With this tweet, an Egyptian summed up the situation he reached after major Egyptian banks reduced the limits for withdrawals and purchases via electronic payment cards outside the country.
The decision came after the Central Bank's statement, in which it indicated that bank customers should be notified that it is forbidden to misuse credit cards.
This happened after the use of cards in the middle of last week amounted to more than 55 million dollars in one day, an increase estimated at more than five times over the daily average in the previous quarter of last year.
But why did the Central Bank of Egypt resort to this measure?
Observers believe that the decision was taken to limit the bleeding of the dollar outside the country and to put an end to speculation with it by using credit cards abroad to buy the dollar according to what is known as the bank rate and then sell it in the country according to the parallel market price.
The Central Bank seeks to reduce the large gap between the official dollar rate in banks and the parallel market, which negatively affects Egypt's financial situation, which is suffering from an economic crisis.
The financial and economic crisis that Egypt is witnessing is similar to what is happening in Lebanon, although Egypt is seeking to control its escape through official procedures.
In Lebanon, limitations have been applied to bank withdrawals for three years in a discretionary manner.
While the Capital Control Law, which regulates the process, was not approved in the Lebanese Parliament and is still under discussion in the joint parliamentary committees.

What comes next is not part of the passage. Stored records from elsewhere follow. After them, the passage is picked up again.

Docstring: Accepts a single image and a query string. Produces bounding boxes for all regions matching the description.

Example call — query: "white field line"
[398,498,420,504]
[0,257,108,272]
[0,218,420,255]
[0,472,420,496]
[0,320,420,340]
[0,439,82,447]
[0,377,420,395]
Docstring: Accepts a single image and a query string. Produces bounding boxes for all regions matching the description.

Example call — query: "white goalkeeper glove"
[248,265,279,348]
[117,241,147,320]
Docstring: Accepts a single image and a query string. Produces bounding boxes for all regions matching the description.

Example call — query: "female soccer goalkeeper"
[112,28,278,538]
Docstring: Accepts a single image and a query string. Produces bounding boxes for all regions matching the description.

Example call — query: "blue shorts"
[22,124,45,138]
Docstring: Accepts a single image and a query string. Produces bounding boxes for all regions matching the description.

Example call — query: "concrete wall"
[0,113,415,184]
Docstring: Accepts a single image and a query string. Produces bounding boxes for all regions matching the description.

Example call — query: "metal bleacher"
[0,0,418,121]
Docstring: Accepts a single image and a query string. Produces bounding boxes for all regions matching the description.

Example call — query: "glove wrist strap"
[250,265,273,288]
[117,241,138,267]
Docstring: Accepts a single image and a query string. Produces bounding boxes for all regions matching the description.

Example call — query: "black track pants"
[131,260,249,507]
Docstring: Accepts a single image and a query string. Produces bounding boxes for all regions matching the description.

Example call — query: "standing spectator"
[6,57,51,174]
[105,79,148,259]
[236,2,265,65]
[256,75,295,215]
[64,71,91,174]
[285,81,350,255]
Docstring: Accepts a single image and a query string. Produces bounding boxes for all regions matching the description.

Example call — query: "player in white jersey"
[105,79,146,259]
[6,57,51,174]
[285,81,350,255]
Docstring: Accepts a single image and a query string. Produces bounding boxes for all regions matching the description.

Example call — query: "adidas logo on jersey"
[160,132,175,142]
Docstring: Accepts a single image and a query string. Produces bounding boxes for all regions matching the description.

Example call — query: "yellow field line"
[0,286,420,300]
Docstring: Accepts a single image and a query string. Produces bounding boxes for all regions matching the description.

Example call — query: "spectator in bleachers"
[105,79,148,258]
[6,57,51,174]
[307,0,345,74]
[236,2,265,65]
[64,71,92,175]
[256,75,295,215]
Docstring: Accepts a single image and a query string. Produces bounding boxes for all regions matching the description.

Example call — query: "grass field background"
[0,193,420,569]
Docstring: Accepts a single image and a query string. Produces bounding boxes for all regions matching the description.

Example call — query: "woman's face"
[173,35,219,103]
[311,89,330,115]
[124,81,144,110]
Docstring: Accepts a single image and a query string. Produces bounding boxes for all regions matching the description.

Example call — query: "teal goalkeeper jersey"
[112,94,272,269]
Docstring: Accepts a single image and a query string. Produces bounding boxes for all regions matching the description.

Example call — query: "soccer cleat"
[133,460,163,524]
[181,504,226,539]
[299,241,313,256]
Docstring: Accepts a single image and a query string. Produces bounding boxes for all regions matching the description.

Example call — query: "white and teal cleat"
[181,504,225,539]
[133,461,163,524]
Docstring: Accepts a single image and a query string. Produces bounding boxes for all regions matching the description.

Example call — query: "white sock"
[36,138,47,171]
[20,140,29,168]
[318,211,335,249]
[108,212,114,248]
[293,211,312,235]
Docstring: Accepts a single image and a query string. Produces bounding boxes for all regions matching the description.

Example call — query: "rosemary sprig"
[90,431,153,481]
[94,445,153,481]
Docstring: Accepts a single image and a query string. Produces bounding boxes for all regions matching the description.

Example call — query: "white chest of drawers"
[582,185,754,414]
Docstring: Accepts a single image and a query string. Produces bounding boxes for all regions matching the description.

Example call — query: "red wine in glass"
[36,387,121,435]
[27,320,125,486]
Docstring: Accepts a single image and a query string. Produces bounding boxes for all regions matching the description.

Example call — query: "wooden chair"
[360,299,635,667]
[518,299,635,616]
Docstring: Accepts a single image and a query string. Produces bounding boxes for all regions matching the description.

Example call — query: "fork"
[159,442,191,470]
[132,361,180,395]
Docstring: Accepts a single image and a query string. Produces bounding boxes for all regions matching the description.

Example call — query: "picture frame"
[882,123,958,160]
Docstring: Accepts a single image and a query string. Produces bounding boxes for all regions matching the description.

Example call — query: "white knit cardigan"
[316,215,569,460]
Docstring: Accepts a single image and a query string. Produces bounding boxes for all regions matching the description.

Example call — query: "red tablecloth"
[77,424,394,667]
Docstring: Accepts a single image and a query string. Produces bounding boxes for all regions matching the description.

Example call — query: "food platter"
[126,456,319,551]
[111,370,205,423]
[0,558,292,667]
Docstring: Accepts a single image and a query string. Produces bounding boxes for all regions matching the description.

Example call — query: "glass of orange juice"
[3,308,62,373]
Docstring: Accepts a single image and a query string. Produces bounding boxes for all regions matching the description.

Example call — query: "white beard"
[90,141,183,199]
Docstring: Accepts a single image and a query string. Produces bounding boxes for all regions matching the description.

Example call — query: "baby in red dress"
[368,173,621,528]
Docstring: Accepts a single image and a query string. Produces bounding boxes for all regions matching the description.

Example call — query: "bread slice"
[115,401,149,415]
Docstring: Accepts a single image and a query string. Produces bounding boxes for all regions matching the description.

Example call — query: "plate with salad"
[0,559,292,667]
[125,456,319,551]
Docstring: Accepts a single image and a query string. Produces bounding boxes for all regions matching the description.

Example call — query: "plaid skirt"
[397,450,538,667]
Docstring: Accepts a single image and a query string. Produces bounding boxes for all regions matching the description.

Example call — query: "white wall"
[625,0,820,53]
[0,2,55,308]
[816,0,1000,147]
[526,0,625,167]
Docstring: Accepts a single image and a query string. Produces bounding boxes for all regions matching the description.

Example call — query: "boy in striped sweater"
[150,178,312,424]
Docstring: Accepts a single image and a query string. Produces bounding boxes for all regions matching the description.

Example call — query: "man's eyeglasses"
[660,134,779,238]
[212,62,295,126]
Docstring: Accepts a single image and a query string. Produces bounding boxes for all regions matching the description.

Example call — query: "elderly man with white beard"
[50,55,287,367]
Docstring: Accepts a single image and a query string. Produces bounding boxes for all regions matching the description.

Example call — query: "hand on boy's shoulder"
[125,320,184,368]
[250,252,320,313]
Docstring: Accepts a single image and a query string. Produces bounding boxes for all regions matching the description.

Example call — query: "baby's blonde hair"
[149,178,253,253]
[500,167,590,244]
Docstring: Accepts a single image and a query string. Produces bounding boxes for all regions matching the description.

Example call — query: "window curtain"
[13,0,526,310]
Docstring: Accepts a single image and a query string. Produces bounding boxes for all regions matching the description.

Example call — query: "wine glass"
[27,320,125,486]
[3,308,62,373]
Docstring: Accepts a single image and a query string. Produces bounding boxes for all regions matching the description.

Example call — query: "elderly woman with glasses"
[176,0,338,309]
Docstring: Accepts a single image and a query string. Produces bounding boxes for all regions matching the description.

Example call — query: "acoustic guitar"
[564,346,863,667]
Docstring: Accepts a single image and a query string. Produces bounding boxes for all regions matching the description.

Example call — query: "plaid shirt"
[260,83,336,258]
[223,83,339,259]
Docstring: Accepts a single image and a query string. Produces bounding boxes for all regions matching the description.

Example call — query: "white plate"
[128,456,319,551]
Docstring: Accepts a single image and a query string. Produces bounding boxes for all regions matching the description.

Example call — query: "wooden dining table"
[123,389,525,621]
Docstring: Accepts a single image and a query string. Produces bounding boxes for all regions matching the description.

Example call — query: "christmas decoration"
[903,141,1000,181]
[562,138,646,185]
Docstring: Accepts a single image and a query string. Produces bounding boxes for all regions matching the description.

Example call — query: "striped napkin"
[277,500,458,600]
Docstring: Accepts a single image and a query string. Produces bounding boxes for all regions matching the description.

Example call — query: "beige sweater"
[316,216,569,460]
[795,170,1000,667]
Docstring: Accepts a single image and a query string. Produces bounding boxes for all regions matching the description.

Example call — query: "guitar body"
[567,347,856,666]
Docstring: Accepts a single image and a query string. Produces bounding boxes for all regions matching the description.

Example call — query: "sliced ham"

As for withdrawals and purchases via electronic payment cards outside the country, they have been stopped, but they are still used only in some stores and restaurants in Lebanon. Still, they are limited to the Lebanese currency. Lebanese citizens can only use the so-called fresh dollar accounts opened after 2019 for transactions abroad or in USD.
So, Egypt may succeed in curtailing the economic crisis it is going through, as it is a centralized country that obliges its institutions with the strategies it sets.
As for Lebanon, every crisis is lost in the corridors of political rivalries, and with it, solutions are lost, and the state crumbles.